Navigating the Threat Landscape for Cloud-Based GPUs

May 23, 2024

By Numaan Huq, Philippe Lin, Roel Reyes, Charles Perine

The increased adoption of technologies like artificial intelligence (AI), machine learning (ML), large language models (LLMs), and high-performance computing (HPC) underscores the growing need to prioritize the security of graphics processing units (GPUs). GPUs are designed for parallel processing and can run thousands of simple compute tasks simultaneously, which speeds up executing AI, ML, LLMs, and HPC applications. Given the essential role that GPUs play in various business operations — AI, ML, LLM, and HPC are dependent on cloud-based GPU systems, for example — it's crucial that defenders implement protective measures for GPUs.

Our research paper, "A Survey of Cloud-Based GPU Threats and Their Impact on AI, HPC and Cloud Computing," delves into the current threat environment of GPUs and outlines security recommendations to address these security challenges.

How GPUs are used

Businesses are transitioning from on-site setups to cloud-based GPUs for several reasons:

The scalability and flexibility of cloud-based GPUs are well-suited to accommodate peaks and troughs in usage periods of computing power.
Cloud-based GPUs allow users access to the latest GPU chips in the market. The pay-as-you-go model of cloud services means users don't have to invest heavily upfront in costly hardware and upkeep.
Users are provided worldwide availability of shared GPU assets, sidestepping the complexities of hardware management.

Top GPU security concerns

GPUs contend with a slew of diverse and complex threats, with some components —– including processing units and special function units —– vulnerable to exploitation by malicious actors.
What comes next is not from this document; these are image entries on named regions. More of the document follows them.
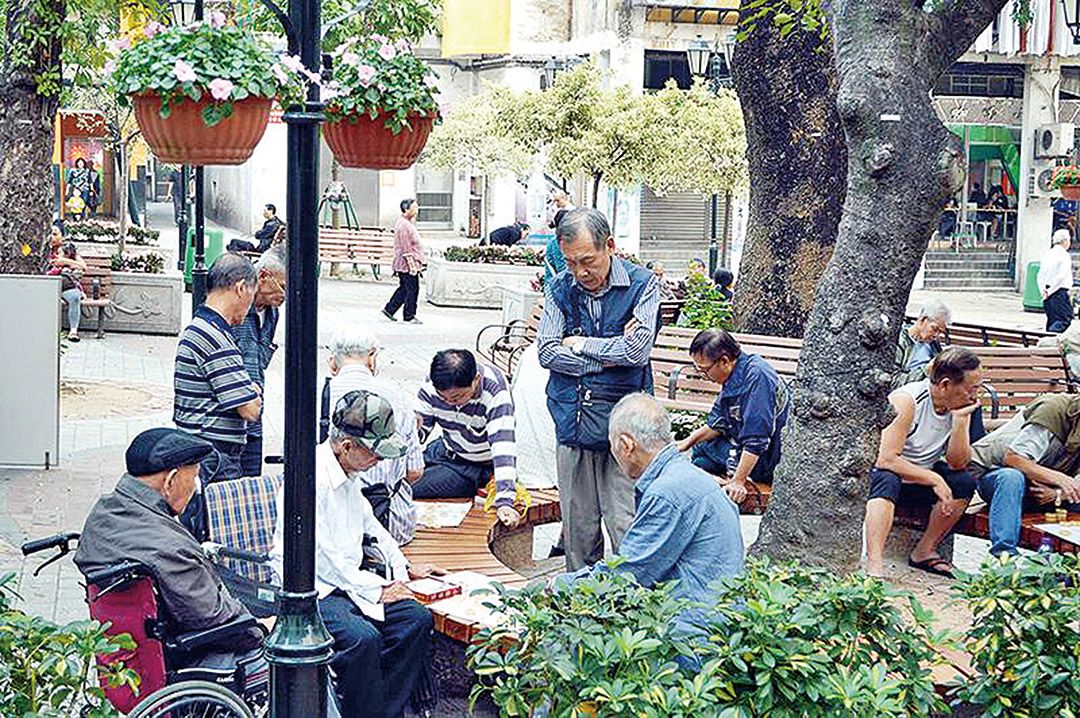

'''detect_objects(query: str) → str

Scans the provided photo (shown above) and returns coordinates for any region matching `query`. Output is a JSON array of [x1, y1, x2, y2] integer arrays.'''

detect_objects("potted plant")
[[1050, 164, 1080, 200], [323, 33, 438, 170], [106, 12, 287, 165]]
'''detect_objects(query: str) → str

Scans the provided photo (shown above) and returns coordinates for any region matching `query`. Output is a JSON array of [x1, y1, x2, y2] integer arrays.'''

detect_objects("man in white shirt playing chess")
[[271, 391, 442, 718]]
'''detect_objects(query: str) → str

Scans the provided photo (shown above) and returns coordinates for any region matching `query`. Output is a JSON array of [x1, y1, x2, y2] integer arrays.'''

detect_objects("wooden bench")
[[402, 489, 562, 644], [82, 257, 112, 339], [319, 226, 394, 279]]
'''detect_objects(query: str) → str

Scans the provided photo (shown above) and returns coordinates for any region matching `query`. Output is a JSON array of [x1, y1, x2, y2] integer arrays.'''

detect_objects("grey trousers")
[[555, 444, 634, 571]]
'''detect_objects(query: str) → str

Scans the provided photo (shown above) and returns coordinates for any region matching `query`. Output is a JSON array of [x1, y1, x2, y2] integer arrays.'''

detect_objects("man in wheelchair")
[[270, 391, 441, 718], [75, 429, 267, 697]]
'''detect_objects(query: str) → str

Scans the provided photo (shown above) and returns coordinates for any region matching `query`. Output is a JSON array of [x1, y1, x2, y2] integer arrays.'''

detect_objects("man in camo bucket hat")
[[270, 390, 442, 718], [332, 390, 408, 455]]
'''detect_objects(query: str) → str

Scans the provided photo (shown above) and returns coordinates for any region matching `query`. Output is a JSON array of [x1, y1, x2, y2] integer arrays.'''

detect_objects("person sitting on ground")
[[713, 267, 735, 301], [892, 299, 953, 389], [75, 429, 262, 667], [270, 391, 442, 718], [45, 231, 86, 342], [971, 394, 1080, 556], [678, 329, 791, 504], [173, 252, 262, 540], [562, 393, 743, 626], [488, 222, 529, 247], [232, 249, 285, 476], [326, 326, 423, 545], [413, 349, 521, 526], [255, 203, 283, 252], [865, 347, 983, 578]]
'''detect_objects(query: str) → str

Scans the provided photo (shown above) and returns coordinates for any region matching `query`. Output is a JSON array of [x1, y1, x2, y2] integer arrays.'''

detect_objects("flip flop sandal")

This research includes a risk matrix to evaluate the likelihood and impacts of 10 kinds of GPU attacks:

Threat Type	Risk Level	Likelihood	General Impact	Cloud Impact	AI Impact	HPC Impact
GPU Side-Channel Attacks	High	Medium: Attacks are possible, but not trivial to execute.	High: Potential for significant data leakage and security breaches.	High: Potentially exposes data across users in shared environments.	High: Risk of leaking sensitive inference data or insights into model internals.	High: Could lead to the disclosure of sensitive computation or simulation results.
GPU Rootkits	Medium	Low: Sophisticated attacks, less frequent in well-monitored environments.	High: Can have far-reaching effects through system compromise.	High: Can evade detection and persistently compromise cloud services.	High: Threatens the integrity of AI models and the confidentiality of proprietary information.	Medium: Possible disruption to HPC tasks; the impact varies by the specific use case.
API Abuse and Kernel Manipulation	High	Medium: Vulnerabilities can exist, and attackers might leverage them.	High: Potential for severe system compromise and data manipulation.	Medium: Potential for exploiting vulnerabilities, mitigated by cloud platform securities.	High: Direct manipulation could compromise AI models and data.	High: Directly affects the integrity and execution of computational tasks.
Denial-of-Service Attacks	High	High: These attacks are common and can be easily launched.	High: Disrupt service availability, potentially causing significant losses.	High: Directly impact service availability, affecting multiple users.	High: Can render AI services inoperative, critically affecting availability.	High: Severely restrict access to computational resources, disrupting operations.
GPU Malware for Cryptomining	Medium	High: Malware is prevalent and targets any accessible resources.	Medium: Mainly impacts system performance and costs.	High: Consumes computational resources, leading to increased costs and degraded performance.	Low: Mainly a resource drain; indirect impact unless AI tasks are severely resource constrained.	Low: Similar to AI, mainly a resource drain with limited direct impact.
Exploiting Vulnerabilities in GPU Drivers	High	Medium: Vulnerabilities exist, but patching and mitigations are common.	High: Compromise can have severe consequences for system and data integrity.	Medium: Cloud platforms might mitigate some risks, but vulnerabilities can lead to system compromise.	High: Potentially compromises the integrity and confidentiality of AI processes.	High: Unauthorized access or disruption of tasks is a significant threat.
GPU Assisted Code Obfuscation	Medium	Low: Requires specialized techniques, not as common as basic malware.	Medium: Can hinder security analysis and delay incident response.	Medium: Complicates malware detection within the cloud infrastructure.	Medium: Can obscure malicious activities affecting AI model integrity.	Medium: Could hide the presence of unauthorized computations or data manipulations.
Overdrive Fault Attacks	Medium	Low: Requires physical access or specialized manipulation techniques.	Medium: Can impact accuracy and reliability, more targeted in nature.	Low: Rare in controlled cloud environments but could occur through hardware manipulation.	Medium: Specific attacks might subtly alter the outcomes of AI models.	High: Precision tasks might be compromised, affecting critical results.
Memory Snooping/Cross-Virtual Machine (VM) Attacks in vGPU Environments	High	Medium: Attacks are possible on virtualized GPUs, especially if not properly configured.	High: Potential for major data breaches and loss of confidentiality.	High: Breaks isolation between users, undermining cloud security.	High: Unauthorized access to AI datasets and models poses a serious confidentiality risk.	High: Data leakage is a major concern, especially in shared computational environments.
Compromised AI Models/Trojaning	High	Medium: Attacks rely on model distribution channels and user trust.	High: Can lead to incorrect or malicious outputs with significant consequences.	Medium: Cloud infrastructure might not be directly impacted but facilitates model distribution.	High: Directly affects model integrity, leading to incorrect or malicious decisions.	Medium: Indirect impact initially, but a growing concern during model deployment impacting HPC.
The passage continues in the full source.